Episodes of division into North and South include:
The Southern and Northern Dynasties showed such a high level of polarization between North and South that northerners and southerners referred to each other as barbarians; the Mongol Yuan Dynasty also made use of the concept by dividing Han Chinese into two castes: a higher caste of northerners and a lower caste of southerners. (These were the second-lowest and lowest castes of the Yuan Dynasty.)
In modern times, North and South is merely one of the ways that Chinese people identify themselves, and the divide between North and South China has been overridden by a unified Chinese nationalism. Few Chinese people (with the notable exception of Taiwanese politician Lee Teng-hui) would consider the difference between North and South sufficient reason for political division. During the Deng Xiaoping reforms of the 1980s, South China initially developed much more quickly than North China leading some scholars to wonder whether the economic fault line would create political tension between north and south. Some of this was based on the idea that there would be conflict between the bureaucratic north and the commercial south. This has not occurred in part because the economic faultlines eventually created a division between coastal China and the interior which runs in a different direction than the north-south division, and in part because neither north or south has any type of obvious advantage within the Chinese central government.

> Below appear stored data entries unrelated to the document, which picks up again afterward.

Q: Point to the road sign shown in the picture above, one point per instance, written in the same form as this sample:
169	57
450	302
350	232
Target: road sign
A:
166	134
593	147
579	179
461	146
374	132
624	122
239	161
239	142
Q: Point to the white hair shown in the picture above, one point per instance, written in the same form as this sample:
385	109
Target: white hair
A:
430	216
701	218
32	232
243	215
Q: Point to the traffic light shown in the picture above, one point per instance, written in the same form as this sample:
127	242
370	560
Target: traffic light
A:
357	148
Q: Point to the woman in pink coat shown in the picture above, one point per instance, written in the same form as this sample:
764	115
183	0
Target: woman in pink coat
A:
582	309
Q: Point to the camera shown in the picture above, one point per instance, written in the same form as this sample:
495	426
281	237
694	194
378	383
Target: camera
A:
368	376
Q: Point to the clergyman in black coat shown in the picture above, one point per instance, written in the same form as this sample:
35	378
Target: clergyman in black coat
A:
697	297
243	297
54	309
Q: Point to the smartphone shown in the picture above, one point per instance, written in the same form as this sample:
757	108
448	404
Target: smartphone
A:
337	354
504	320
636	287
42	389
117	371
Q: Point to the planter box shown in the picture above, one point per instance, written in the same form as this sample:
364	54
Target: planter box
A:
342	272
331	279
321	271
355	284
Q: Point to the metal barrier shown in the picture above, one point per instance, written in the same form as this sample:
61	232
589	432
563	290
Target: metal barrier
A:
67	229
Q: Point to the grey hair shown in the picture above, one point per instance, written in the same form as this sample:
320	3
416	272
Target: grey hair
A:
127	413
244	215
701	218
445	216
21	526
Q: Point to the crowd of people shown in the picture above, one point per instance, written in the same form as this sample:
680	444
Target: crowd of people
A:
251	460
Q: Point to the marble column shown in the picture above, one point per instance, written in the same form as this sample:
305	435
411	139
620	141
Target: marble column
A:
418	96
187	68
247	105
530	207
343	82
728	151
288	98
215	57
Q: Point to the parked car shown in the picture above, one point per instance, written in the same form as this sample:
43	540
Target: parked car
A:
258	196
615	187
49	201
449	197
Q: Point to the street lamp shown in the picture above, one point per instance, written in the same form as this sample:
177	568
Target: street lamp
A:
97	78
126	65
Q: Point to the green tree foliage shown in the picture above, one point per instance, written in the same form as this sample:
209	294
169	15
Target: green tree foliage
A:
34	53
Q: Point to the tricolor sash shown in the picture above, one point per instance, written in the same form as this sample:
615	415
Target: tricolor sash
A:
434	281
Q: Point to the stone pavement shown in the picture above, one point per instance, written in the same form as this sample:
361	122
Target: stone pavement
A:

Nevertheless, the concepts of North and South continue to play an important role in regional stereotypes.
The stereotypical northerner:
- Is taller, plumper, has fairer skin
- Speaks a northern Mandarin dialect, which is legato
- Eats wheat-based food rather than rice-based food
- Is loud, boisterous, open, and prone to "thunderbolt" displays of emotion, such as anger
- Might make a good emperor
The stereotypical southerner:
- Is shorter, lankier, has darker skin
- Speaks a southern dialect, which is staccato
- Eats rice-based food rather than wheat-based food
- Is clever, calculating, hardworking, and prone to "mincemeat" displays of emotion, such as melancholy
- Might make a good tycoon
Note that these are very rough stereotypes, and are greatly complicated both by further stereotypes by province (or even county) and by real life.
In geology, North China and South China are two ancient landmasses that correspond to modern northern and southern China.